Our client, age 33, was arrested as she exited a Los Alamitos Wendy’s restaurant drive-through at about 1:30 on a Saturday afternoon. She had spent the prior night drinking heavily and then the morning doing likewise at a local bar once it opened. She then left the bar with her husband and bought a 12-pack at a local supermarket before proceeding to the Wendy’s at issue. The Wendy’s was in the same shopping center as the supermarket.
When officers pulled her over, she was allegedly swerving within her lane, although the 911 call was by a supermarket employee who thought our client was too drunk to drive. The supermarket employee believed our client was intoxicated by how she acted in the supermarket, so he followed our client to her car and took down her license plate number and called police.
In other words, the traffic stop was not based upon an 911 caller’s observations of driving at all.
Why This Summary Matters: Sometimes, being assertive early can help sway an already skeptical prosecutor into not filing a case, as this case summary demonstrates.

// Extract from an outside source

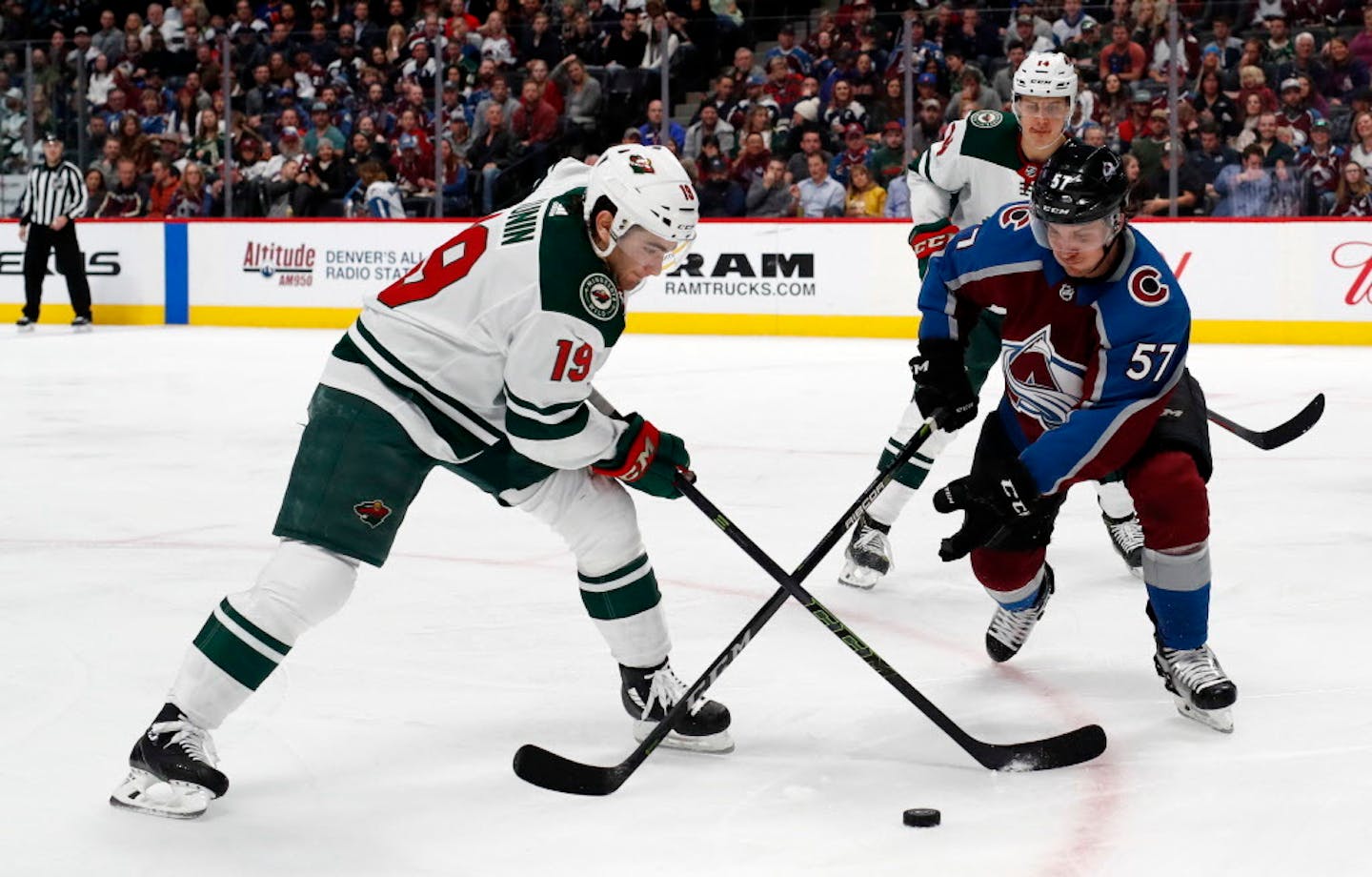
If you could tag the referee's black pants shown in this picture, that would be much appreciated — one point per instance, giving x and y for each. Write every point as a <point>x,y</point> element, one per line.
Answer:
<point>43,239</point>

We therefore try to be aggressive early in the weak cases, rather than silent and trusting that the DA will do the right thing.

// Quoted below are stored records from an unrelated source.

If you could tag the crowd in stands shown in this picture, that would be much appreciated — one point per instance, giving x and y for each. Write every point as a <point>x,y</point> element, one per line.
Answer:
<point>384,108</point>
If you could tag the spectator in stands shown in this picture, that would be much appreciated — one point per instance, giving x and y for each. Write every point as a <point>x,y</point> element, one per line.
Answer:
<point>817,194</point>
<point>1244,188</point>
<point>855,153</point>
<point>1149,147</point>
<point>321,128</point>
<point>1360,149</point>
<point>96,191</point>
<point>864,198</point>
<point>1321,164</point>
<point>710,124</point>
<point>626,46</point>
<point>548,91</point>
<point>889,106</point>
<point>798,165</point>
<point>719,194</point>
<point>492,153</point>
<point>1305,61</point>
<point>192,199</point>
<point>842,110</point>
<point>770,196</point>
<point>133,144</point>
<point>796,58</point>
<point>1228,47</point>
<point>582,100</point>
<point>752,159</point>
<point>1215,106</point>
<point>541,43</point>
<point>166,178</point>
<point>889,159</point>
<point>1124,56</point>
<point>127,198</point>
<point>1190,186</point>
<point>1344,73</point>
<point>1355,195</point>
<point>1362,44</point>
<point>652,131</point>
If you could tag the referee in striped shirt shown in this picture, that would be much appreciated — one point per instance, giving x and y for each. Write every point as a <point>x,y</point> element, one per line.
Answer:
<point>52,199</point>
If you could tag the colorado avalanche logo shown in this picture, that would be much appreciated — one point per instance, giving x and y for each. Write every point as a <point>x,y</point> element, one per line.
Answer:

At the scene and after submitting to several field sobriety tests, our client gave a breath sample into a portable alcohol screening device, which measured her blood alcohol level at 0.27%. According to her husband, who was riding in the car with our client and observed the field sobriety tests, officers were verbally abusive and intimidating to his wife.
Our client was charged in Orange County Superior Court with one count of driving under the influence of alcohol (Vehicle Code Section 23152(a)), a misdemeanor and one count of driving while having a 0.08% or higher blood alcohol level (Vehicle Code Section 23152(b)), also a misdemeanor.

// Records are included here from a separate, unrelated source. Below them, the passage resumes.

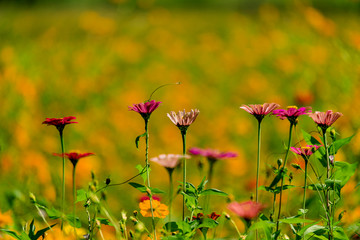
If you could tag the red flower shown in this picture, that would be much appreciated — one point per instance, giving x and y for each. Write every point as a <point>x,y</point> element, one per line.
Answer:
<point>247,210</point>
<point>214,216</point>
<point>145,109</point>
<point>74,156</point>
<point>59,123</point>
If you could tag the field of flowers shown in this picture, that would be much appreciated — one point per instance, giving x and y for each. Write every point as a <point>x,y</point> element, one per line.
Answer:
<point>94,63</point>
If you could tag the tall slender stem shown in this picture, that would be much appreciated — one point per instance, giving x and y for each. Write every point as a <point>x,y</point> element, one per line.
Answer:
<point>63,177</point>
<point>183,135</point>
<point>148,174</point>
<point>282,179</point>
<point>258,163</point>
<point>328,177</point>
<point>74,200</point>
<point>170,193</point>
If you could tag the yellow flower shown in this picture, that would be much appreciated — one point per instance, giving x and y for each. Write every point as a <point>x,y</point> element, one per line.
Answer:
<point>160,210</point>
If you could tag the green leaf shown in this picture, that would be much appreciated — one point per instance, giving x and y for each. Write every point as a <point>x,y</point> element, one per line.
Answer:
<point>335,146</point>
<point>142,172</point>
<point>42,231</point>
<point>138,186</point>
<point>208,223</point>
<point>213,191</point>
<point>292,220</point>
<point>81,195</point>
<point>73,223</point>
<point>138,139</point>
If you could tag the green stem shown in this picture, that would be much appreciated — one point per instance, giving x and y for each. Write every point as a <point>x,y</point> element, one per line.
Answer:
<point>258,163</point>
<point>282,179</point>
<point>74,199</point>
<point>183,135</point>
<point>327,191</point>
<point>170,193</point>
<point>148,175</point>
<point>63,178</point>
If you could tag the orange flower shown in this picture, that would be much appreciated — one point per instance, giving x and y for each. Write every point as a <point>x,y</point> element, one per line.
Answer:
<point>160,210</point>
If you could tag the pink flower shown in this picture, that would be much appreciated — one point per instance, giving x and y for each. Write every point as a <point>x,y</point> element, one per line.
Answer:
<point>305,152</point>
<point>259,111</point>
<point>291,113</point>
<point>325,119</point>
<point>212,154</point>
<point>247,210</point>
<point>169,161</point>
<point>59,123</point>
<point>182,118</point>
<point>73,156</point>
<point>145,109</point>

Greg Hill of Greg Hill & Associates immediately wrote the Westminster District Attorney and demanded a copy of the police report, as well as any supplemental reports, videos, audio recordings, photographs and criminal histories of any witnesses the prosecution intended to call as part of their case in chief. When the District Attorney seemed to sleep on the letter, Greg Hill called and wrote the District Attorney to follow up. The District Attorney seemed to be hiding something, as he did not want to discuss the case at all when pressed.
He also explained how the 911 call was an invalid basis for the officer making a traffic stop because under People v. Wells (2006) 38 Cal. 4th 1078, the caller must witness a violation of the law. Here, the 911 caller only witnessed our client buying beer at a supermarket, which is not a violation of the law at all.
When Greg Hill appeared for the arraignment, he was advised that the District Attorney had decided not to file the case.
While we do not know to this day why exactly the District Attorney decided against filing, our client’s husband believes it was police misconduct that swayed the D.A. Our office’s aggressive efforts to obtain exculpatory materials must have spooked the D.A. into deciding to let this case pass.